幼なじみのふみちゃんはある事件の後、心を閉ざし、声を失ってしまう。

読み始めてすぐ、ふみちゃんだ!って思いました。
「凍りのくじら」に少し出てきたあのふみちゃんなんですね、前書では喋らず視線も合わず、病院に通っている設定だったと思います。
本作では元気で溌剌としていたふみちゃんが、どうして心を閉ざしてしまったのかその経緯と訳が分かります。

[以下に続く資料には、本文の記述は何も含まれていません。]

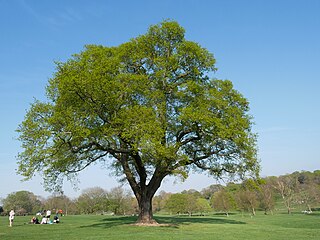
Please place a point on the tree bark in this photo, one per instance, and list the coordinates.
(145, 210)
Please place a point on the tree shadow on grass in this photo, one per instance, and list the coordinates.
(164, 221)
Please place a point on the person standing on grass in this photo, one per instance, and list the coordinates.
(11, 217)
(48, 214)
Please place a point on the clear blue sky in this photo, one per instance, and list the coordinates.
(269, 49)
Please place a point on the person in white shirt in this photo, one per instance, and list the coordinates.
(11, 217)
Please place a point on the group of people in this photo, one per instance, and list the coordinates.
(45, 218)
(34, 220)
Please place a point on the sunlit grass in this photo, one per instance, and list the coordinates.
(278, 226)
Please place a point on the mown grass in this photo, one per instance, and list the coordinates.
(278, 226)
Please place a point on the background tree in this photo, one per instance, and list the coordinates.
(247, 196)
(286, 186)
(177, 203)
(208, 192)
(159, 201)
(93, 200)
(223, 201)
(148, 108)
(119, 201)
(23, 202)
(58, 202)
(266, 196)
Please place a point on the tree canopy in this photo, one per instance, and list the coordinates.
(147, 108)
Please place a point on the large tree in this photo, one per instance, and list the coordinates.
(146, 107)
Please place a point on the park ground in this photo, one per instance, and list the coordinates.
(219, 227)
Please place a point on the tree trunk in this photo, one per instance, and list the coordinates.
(145, 210)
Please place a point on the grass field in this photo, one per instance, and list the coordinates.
(278, 226)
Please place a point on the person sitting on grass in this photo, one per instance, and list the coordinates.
(56, 219)
(34, 220)
(44, 220)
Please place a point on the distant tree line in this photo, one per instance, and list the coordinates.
(295, 191)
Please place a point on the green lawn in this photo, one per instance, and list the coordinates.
(278, 226)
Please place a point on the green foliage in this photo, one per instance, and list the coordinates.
(147, 107)
(223, 201)
(23, 202)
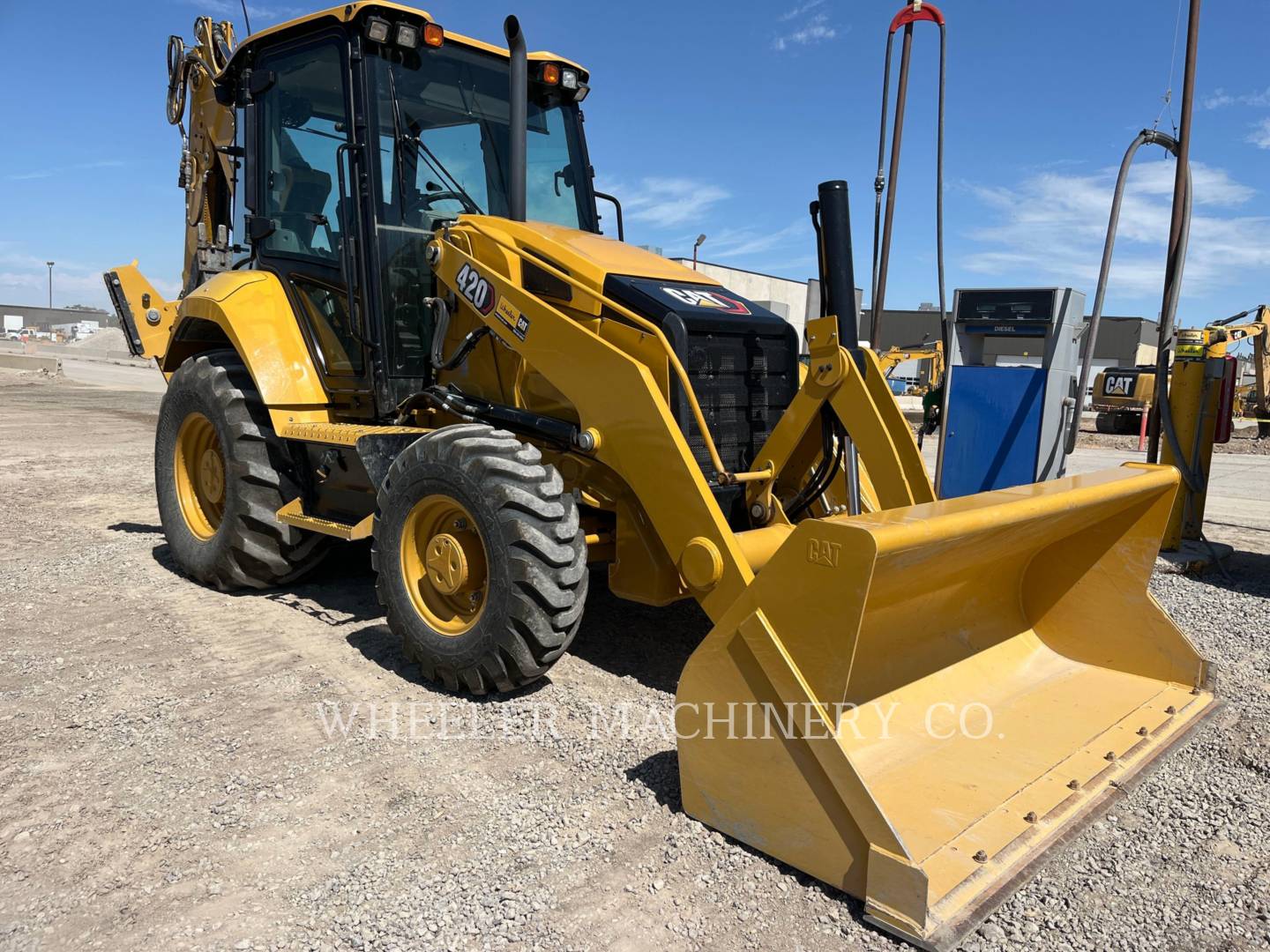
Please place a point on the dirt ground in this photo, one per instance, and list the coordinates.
(169, 777)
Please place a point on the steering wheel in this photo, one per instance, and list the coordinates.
(430, 198)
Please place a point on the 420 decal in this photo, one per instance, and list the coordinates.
(475, 288)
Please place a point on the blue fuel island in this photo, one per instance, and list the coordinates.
(1005, 426)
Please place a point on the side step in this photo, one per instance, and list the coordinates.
(294, 514)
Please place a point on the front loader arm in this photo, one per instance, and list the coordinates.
(863, 405)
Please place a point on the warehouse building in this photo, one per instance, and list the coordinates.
(1123, 342)
(793, 300)
(49, 317)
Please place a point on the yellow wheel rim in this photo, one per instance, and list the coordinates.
(444, 565)
(199, 467)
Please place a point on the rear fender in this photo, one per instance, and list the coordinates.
(250, 312)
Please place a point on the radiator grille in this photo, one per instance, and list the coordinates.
(743, 383)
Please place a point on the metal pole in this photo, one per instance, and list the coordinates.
(1172, 263)
(884, 258)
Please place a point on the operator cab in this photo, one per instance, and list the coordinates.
(365, 129)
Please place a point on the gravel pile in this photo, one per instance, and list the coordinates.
(168, 778)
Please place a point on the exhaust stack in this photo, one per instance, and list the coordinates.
(837, 268)
(519, 120)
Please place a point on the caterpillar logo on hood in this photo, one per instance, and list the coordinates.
(706, 299)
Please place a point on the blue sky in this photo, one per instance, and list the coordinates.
(721, 118)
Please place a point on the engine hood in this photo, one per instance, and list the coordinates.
(586, 257)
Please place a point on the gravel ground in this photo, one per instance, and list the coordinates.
(167, 779)
(1243, 442)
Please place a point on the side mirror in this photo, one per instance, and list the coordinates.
(250, 143)
(621, 231)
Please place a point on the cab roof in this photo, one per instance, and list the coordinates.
(351, 11)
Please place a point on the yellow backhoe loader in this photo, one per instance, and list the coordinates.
(400, 322)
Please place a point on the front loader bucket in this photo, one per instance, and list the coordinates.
(915, 704)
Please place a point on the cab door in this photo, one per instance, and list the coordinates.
(305, 227)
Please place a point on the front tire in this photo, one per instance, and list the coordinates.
(481, 557)
(221, 473)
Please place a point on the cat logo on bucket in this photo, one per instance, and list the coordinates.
(706, 299)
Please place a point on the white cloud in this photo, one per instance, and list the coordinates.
(233, 11)
(813, 29)
(1220, 98)
(1217, 100)
(741, 242)
(799, 11)
(25, 279)
(1260, 133)
(1052, 227)
(667, 202)
(64, 169)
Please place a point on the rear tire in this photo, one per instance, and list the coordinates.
(519, 602)
(221, 473)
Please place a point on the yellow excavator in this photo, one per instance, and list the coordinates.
(400, 322)
(893, 357)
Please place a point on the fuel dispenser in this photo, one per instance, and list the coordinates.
(1007, 426)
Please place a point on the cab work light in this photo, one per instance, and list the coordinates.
(407, 36)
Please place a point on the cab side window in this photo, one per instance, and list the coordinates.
(305, 123)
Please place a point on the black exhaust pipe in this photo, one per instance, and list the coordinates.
(837, 268)
(519, 120)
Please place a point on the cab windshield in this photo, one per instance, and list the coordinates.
(442, 130)
(444, 140)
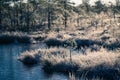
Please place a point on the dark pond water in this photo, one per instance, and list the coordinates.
(12, 69)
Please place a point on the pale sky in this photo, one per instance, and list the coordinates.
(92, 1)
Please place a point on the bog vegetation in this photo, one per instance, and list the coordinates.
(81, 40)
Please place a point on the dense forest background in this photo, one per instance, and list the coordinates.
(34, 15)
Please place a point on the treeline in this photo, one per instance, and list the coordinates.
(32, 15)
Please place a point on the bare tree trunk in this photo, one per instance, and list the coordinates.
(65, 15)
(49, 18)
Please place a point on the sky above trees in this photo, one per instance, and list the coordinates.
(77, 2)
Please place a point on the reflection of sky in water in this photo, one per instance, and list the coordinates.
(12, 69)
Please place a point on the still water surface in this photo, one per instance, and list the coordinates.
(12, 69)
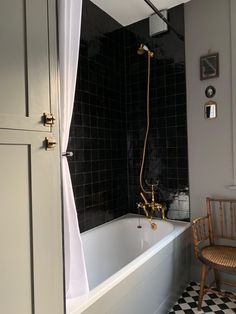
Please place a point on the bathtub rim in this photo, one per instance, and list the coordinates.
(80, 304)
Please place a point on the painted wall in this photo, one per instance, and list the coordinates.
(207, 26)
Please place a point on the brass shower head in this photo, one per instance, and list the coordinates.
(142, 49)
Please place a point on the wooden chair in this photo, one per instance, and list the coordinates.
(214, 238)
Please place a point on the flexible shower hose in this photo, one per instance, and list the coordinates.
(147, 128)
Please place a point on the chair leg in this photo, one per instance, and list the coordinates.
(202, 283)
(217, 279)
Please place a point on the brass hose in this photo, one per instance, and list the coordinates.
(150, 54)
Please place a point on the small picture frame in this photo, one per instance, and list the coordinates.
(209, 66)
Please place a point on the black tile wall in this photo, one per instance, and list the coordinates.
(98, 130)
(109, 118)
(166, 157)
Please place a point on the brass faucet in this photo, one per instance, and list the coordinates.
(151, 207)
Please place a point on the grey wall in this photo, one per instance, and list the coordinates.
(207, 26)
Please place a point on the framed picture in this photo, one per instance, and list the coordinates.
(209, 66)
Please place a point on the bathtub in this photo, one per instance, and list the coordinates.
(133, 269)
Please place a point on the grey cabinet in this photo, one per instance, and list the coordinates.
(31, 269)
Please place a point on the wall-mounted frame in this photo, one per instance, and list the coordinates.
(209, 66)
(210, 110)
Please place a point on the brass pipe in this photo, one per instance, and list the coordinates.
(148, 124)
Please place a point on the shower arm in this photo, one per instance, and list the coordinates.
(152, 6)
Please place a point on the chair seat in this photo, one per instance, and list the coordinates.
(219, 256)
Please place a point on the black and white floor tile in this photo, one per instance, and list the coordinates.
(211, 304)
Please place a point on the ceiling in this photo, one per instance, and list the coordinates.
(130, 11)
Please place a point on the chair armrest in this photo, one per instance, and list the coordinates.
(200, 232)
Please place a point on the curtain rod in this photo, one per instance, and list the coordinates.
(180, 36)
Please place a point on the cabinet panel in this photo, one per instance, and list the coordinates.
(12, 61)
(30, 225)
(15, 230)
(26, 69)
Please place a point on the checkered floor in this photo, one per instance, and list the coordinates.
(211, 303)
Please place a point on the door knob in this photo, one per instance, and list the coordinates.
(50, 143)
(48, 119)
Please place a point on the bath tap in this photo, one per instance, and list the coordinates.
(151, 207)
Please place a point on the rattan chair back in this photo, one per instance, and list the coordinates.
(222, 220)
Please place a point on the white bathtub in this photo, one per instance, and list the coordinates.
(134, 270)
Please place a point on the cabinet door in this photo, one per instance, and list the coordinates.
(31, 262)
(26, 35)
(30, 225)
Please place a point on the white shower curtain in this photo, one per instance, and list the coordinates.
(69, 37)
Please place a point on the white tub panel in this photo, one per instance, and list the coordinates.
(153, 274)
(117, 244)
(152, 288)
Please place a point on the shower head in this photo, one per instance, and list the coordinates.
(143, 48)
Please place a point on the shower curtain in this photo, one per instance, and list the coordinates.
(69, 14)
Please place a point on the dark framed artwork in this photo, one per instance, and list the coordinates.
(209, 66)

力を使って犯人に挑もうとする“ぼく”ですが、同じ力を持つ親戚の大学教授、秋先生のもとに通い、力について学びます。
犯人との対峙は1週間後の日曜日。
このぼくと秋先生とのやりとりがとても興味深く、人間の心理をついていて考えさせられました。
でも秋先生はわかりますが、ぼくは小学4年生にしてはちょっと賢すぎやしませんか^^;

そして秋先生といえば…
この作品は単体でも十分楽しめるとは思いますが、できれば「子どもたちは夜と遊ぶ」を先に読むことを強くおすすめします!
「子どもたち…」では脇役、でも謎に存在感があった秋先生が堪能できます。
また「子どもたち…」を読んだ方は、秋先生はあの時なんて言ったんだろう?と疑問に思うはずです。
その答えが分かります。

決戦の日、残りページが少なくどうなるの!?と読み進めましたが驚きの真実が明かされます。
どうか最後まで、ぼくの戦いを見届けてほしいなと思います。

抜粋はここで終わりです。